Appeals from the United States District Court for the Northern District of Illinois, Eastern Division. No. 96 C 3992, Charles P. Kocoras, Judge.

Before Hon. FRANK H. EASTERBROOK, Hon. KENNETH F. RIPPLE, Hon. DIANE P. WOOD, Circuit Judges.


Order

Steve Harvey commenced this collateral attack under 28 U.S.C. § 2254 to obtain relief from his 30-year sentences for armed robbery and aggravated battery. The district court denied his petition and declined to issue a certificate of appealability. We now issue such a certificate, limited to the question whether Harvey received ineffective assistance of counsel (his other contentions do not meet the statutory standard of a "substantial" constitutional claim, 28 U.S.C. § 2253(c) (2)), and summarily reverse the district court's decision.

The district court did not reach the merits of Harvey's ineffective-assistance claim, concluding that it had been forfeited not only because it was not presented on direct appeal in state court, but also because Harvey did not perfect an appeal from the order denying his state petition for collateral relief. This disposition entails multiple difficulties, first among them the fact that we do not know whether the state court to which Harvey presented his collateral attack resolved the challenge on the merits or by deeming the claim forfeited. Illinois did not supply the district judge with the state court's decision, and the district judge wrote that Harvey's petition "was apparently denied on March 6, 1996." Without having seen a copy of the state judge's order, neither the district judge nor this court can know whether the last state court to review the case has invoked a rule of forfeiture. If it has not done so, then the federal court must resolve the claim on the merits (subject to the limitations in 28 U.S.C. § 2254(d)). Ylst v. Nunnemaker, 501 U.S. 797, 111 S. Ct. 2590, 115 L. Ed. 2d 706 (1991); Harris v. Reed, 489 U.S. 255, 109 S. Ct. 1038, 103 L. Ed. 2d 308 (1989). The district court observed that if a prisoner who has never presented his constitutional claim to state court files a petition under § 2254, the federal court may apply the state's ordinary rules of forfeiture; otherwise the most complete forfeiture would entitle the petitioner to a decision on the merits. But this principle is inapplicable here, for Harvey did present his ineffective-assistance claim to the state court on collateral review. It is therefore necessary to know whether he lost on forfeiture grounds. Illinois does not require a defendant to make an ineffective-assistance argument on direct appeal if he is still represented by his trial lawyer, or if he needs to supplement the record in order to make a convincing claim. See People v. Erickson, 161 Ill. 2d 82, 87-88, 204 Ill.Dec. 231, 641 N.E.2d 455 (1994); cf. Guinan v. United States, 6 F.3d 468 (7th Cir. 1993) (same approach in this circuit). We do not know whether Harvey had new counsel on direct appeal or whether enlargement of the record is essential; resolution of these questions in Harvey's favor could have led the state court to reach the merits of the ineffective-assistance claim on collateral attack.

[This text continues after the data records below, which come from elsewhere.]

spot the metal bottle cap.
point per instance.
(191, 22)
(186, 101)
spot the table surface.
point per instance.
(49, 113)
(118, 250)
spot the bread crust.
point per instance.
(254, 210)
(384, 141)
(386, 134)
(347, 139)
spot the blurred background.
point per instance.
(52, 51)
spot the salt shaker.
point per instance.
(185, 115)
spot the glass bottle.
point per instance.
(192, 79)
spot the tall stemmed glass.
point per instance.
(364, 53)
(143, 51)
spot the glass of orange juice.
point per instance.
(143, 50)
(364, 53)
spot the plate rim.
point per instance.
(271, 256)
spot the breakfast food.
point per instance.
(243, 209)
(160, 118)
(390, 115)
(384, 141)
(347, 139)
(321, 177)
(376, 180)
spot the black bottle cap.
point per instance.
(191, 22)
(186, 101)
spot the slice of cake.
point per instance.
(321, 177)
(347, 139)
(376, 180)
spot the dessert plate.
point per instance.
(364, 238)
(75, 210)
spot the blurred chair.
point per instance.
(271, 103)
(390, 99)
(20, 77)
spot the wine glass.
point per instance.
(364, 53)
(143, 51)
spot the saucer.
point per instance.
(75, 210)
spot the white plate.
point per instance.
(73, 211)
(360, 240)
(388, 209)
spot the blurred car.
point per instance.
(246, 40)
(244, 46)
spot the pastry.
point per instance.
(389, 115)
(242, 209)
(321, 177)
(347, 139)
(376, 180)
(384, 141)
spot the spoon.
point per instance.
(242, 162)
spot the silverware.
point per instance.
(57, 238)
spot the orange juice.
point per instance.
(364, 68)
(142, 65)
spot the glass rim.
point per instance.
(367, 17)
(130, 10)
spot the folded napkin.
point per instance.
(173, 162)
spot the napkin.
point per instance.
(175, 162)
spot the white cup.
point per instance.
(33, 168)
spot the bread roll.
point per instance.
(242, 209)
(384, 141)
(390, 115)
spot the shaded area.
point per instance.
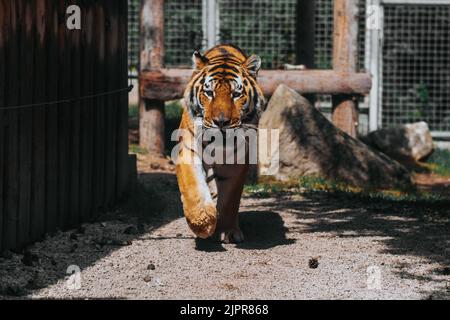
(408, 228)
(152, 204)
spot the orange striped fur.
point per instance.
(222, 94)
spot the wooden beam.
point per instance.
(345, 50)
(151, 112)
(169, 84)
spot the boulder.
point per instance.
(309, 144)
(410, 142)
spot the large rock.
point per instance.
(309, 144)
(410, 141)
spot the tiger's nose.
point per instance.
(222, 121)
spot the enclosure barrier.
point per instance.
(158, 85)
(63, 115)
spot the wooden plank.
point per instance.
(87, 112)
(169, 84)
(122, 114)
(75, 107)
(64, 77)
(3, 62)
(99, 118)
(345, 50)
(26, 71)
(37, 219)
(151, 112)
(111, 51)
(11, 188)
(52, 120)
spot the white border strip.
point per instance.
(423, 2)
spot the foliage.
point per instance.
(439, 162)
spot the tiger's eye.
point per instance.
(236, 94)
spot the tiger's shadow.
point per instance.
(263, 230)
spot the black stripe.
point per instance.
(223, 66)
(224, 73)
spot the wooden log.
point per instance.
(3, 37)
(151, 112)
(169, 84)
(345, 50)
(310, 145)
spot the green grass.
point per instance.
(314, 184)
(136, 149)
(439, 162)
(133, 111)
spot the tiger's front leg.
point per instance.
(230, 180)
(199, 208)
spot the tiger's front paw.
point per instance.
(233, 236)
(203, 221)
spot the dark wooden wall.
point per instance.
(60, 163)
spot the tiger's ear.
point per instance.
(253, 64)
(199, 60)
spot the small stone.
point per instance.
(7, 254)
(73, 236)
(141, 228)
(132, 230)
(30, 259)
(155, 166)
(73, 248)
(53, 261)
(313, 263)
(81, 230)
(14, 291)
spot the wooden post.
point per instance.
(345, 50)
(305, 37)
(151, 112)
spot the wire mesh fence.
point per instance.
(323, 46)
(416, 65)
(133, 36)
(265, 27)
(183, 33)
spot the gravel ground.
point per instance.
(310, 246)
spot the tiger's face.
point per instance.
(223, 91)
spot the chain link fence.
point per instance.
(265, 27)
(416, 65)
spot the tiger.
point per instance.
(222, 94)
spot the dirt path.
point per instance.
(380, 251)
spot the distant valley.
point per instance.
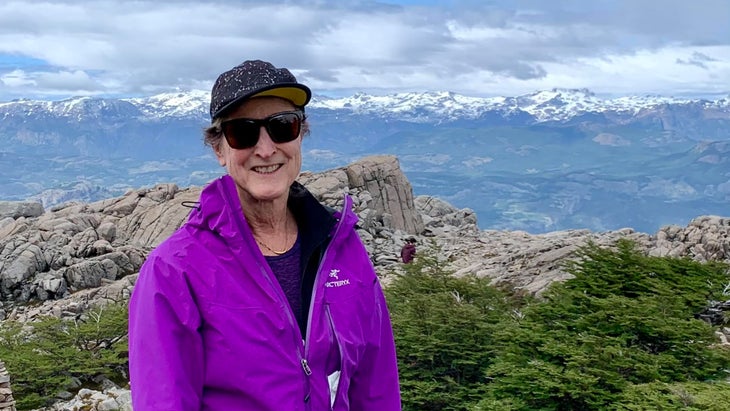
(546, 161)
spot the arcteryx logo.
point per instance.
(335, 274)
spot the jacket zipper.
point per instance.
(294, 326)
(339, 349)
(340, 223)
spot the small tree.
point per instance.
(444, 329)
(44, 357)
(625, 319)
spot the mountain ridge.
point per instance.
(543, 161)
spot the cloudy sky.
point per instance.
(60, 48)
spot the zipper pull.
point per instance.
(306, 368)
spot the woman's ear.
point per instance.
(218, 149)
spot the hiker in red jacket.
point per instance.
(408, 251)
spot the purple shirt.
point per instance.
(287, 269)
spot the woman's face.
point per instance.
(265, 171)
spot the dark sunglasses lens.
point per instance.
(284, 128)
(241, 133)
(244, 133)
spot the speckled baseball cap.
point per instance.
(255, 78)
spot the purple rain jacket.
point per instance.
(211, 329)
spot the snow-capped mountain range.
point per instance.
(550, 105)
(543, 161)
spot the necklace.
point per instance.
(286, 240)
(271, 249)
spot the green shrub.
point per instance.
(443, 332)
(625, 319)
(44, 357)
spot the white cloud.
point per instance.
(666, 47)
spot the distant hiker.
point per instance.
(408, 251)
(264, 299)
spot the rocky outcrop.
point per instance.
(7, 403)
(76, 256)
(79, 252)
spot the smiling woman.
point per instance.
(238, 310)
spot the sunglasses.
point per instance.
(243, 133)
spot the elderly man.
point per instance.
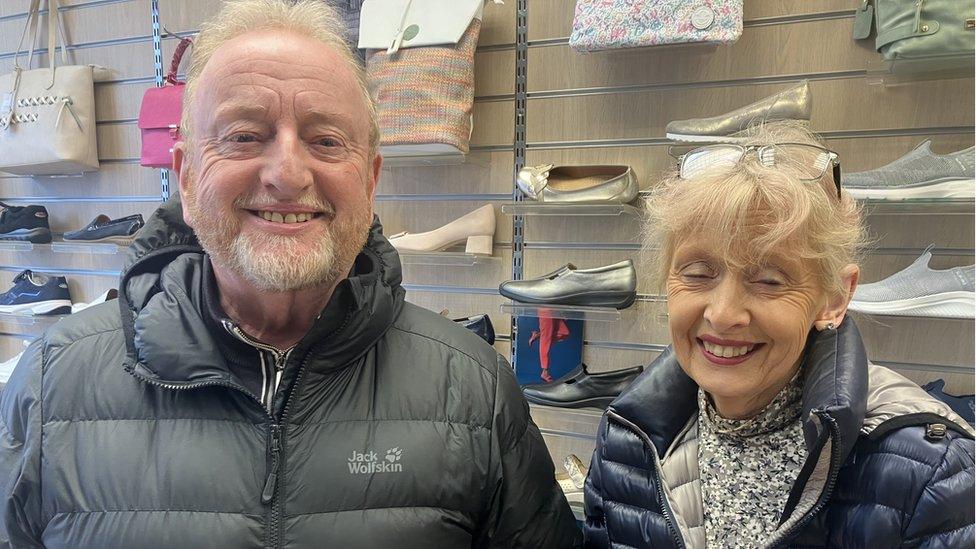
(261, 381)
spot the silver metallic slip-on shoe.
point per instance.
(578, 184)
(919, 174)
(792, 104)
(611, 286)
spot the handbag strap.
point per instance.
(54, 26)
(177, 57)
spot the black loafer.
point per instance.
(103, 229)
(480, 325)
(581, 389)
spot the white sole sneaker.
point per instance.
(944, 305)
(38, 308)
(958, 188)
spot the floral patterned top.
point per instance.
(748, 467)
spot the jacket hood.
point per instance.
(161, 301)
(836, 372)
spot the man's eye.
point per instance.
(327, 142)
(243, 138)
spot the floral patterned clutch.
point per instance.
(612, 24)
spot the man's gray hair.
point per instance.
(312, 18)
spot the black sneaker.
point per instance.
(34, 293)
(103, 229)
(24, 224)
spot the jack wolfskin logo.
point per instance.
(365, 463)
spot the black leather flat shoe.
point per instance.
(581, 389)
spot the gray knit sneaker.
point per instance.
(920, 291)
(919, 174)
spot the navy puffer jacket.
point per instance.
(888, 465)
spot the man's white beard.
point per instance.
(276, 263)
(281, 267)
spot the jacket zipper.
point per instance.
(665, 506)
(272, 481)
(832, 474)
(272, 485)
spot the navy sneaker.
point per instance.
(104, 229)
(24, 224)
(34, 293)
(964, 405)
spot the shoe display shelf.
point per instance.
(566, 312)
(927, 205)
(445, 259)
(881, 72)
(60, 246)
(16, 323)
(420, 155)
(571, 210)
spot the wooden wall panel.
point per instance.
(481, 173)
(498, 25)
(841, 104)
(815, 46)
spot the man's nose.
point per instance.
(727, 308)
(287, 168)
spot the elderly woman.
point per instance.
(764, 424)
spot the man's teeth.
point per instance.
(276, 217)
(727, 352)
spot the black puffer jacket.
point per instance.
(400, 429)
(880, 472)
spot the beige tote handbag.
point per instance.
(47, 115)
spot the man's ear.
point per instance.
(377, 169)
(835, 310)
(180, 166)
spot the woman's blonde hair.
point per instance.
(312, 18)
(752, 210)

The district judge gave an alternative ground of decision: that Harvey's failure to take his collateral attack all the way to the Supreme Court of Illinois forfeited his claim as a matter of federal law. The cases on which the district judge relied for this alternative holding were overruled by Hogan v. McBride, 74 F.3d 144 (7th Cir. 1996), a decision the judge did not mention. Hogan reiterates the Supreme Court's conclusion that forfeiture in § 2254 cases is entirely a question of state law. It may be that Illinois would treat failure to appeal from a trial court's denial of collateral relief as a forfeiture, but this question should be addressed on remand with a recognition that principles of state law determine the nature and extent of forfeiture.

The judgment of the district court is vacated, and the case is remanded for further proceedings, consistent with this order, limited to the ineffective-assistance claim.